Functional Programming: filter

Mon, Sep 14, 2020 3-minute read

Another famous higher-order function is filter. Although it is rather handy for some programming languages, it might be less useful in the R world. I will talk about it for the sake of completeness (I wrote two posts about higher-order functions: one about map and another about reduce). Then I will explain why we don’t need it in R

What is filter?

Like the other higher-order functions we talked about, filter takes a function and a collection. The result is a subset of the original collection. Elements are kept or discarded, not surprisingly, according to the input function:

  • The input function takes an element of the collection and produces a boolean/logical, which is called a predicate.
  • For each element of the collection, the predicate is called. If the predicate returns TRUE the element is kept, and if it returns FALSE (you guessed it) the element is discarded.

How to implement it in R?

If you already know map and reduce, filter should be very easy. It is available in base R with a capital F: Filter().

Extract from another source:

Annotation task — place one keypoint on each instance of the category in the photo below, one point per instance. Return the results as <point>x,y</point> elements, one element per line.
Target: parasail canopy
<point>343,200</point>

Let’s say you have a vector c(1,2,3,4,5) and you want to filter only even numbers. The only trick you need to do is build a predicate, which we’ll call is_even().

is_even <- function(x) {
    x %% 2 == 0
}

All what’s left is calling Reduce() with the predicate and the vector.

Filter(is_even, 1:5)
# [1] 2 4

Side note: negating a predicate

Although you could easily negate a logical vector with the exclamation/bang sign, that doesn’t make sense for a predicate: you can’t negate a function. But R has a built-in function called Negate() that takes a predicate and return another predicate with the logic flipped. (Notice that this is a higher-order function that is different from the ones we discussed because it returns a function, the new predicate.)

Why is it not very useful?

One word: vectorization.

In case you don’t know what that means, it is the fact that when you do an arithmetic or logical operation on a vector. R automatically does it element-wise. This is not the default behavior of most programming languages in which it doesn’t make sense to add a number to a collection. But R is a language “made by statisticians for statisticians”, and making vectorization a default behavior is (I think) a smart move for a language meant to be used by non-developers.

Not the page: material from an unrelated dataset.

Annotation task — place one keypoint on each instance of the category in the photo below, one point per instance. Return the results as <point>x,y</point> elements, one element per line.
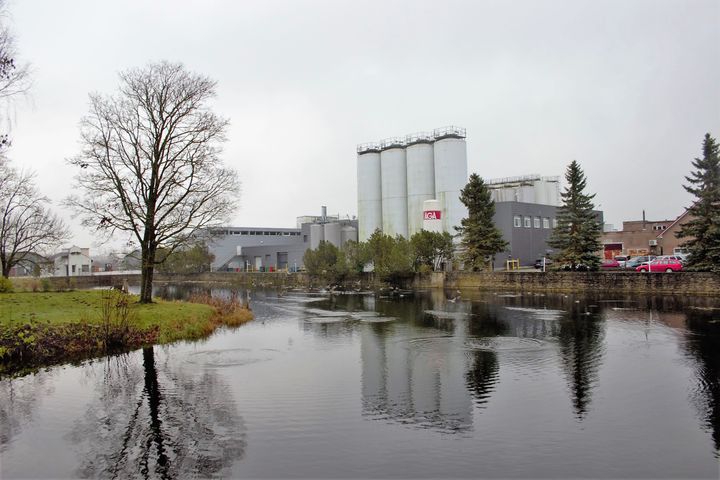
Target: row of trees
<point>392,257</point>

So, when I ask if the remainder of dividing “the vector” by two is zero, I get back a vector of TRUEs and FALSEs.

1:5 %% 2 == 0
# [1] FALSE  TRUE FALSE  TRUE FALSE

Which brings us to the second smart move: any vector can be indexed with logical vectors, so that values matching the TRUEs are kept and those matching the FALSEs are discarded.

Here is another example in which I will write both methods without any intermediate definitions, and it’s up to you to decide which is better to your taste.

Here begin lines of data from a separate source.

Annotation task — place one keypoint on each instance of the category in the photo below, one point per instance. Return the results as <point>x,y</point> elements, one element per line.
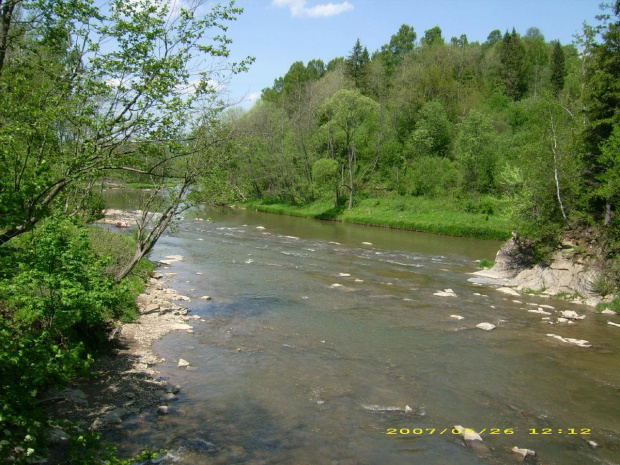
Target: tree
<point>433,36</point>
<point>493,37</point>
<point>609,179</point>
<point>602,98</point>
<point>476,151</point>
<point>536,60</point>
<point>356,63</point>
<point>433,131</point>
<point>87,91</point>
<point>347,112</point>
<point>401,44</point>
<point>558,72</point>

Filter(function(x) x %% 1 == 0, iris$Sepal.Length)
#  [1] 5 5 5 5 5 5 5 5 7 5 6 6 6 6 5 6 6

iris$Sepal.Length[iris$Sepal.Length %% 1 == 0]
#  [1] 5 5 5 5 5 5 5 5 7 5 6 6 6 6 5 6 6

Personally, I feel slightly annoyed by the need to repeat the vector’s name to use the indexing-based method. But I also know that these higher-order functions are kind of obscure in the R world.

Let’s also not forget that R is meant for data analysis, and Filter() doesn’t work with data frames unless you convert them to a list. But why do that when you have indexing-based filtering? or dplyr?


That ends our glance over the higher-order filter and, more importantly, why R programmers don’t need it.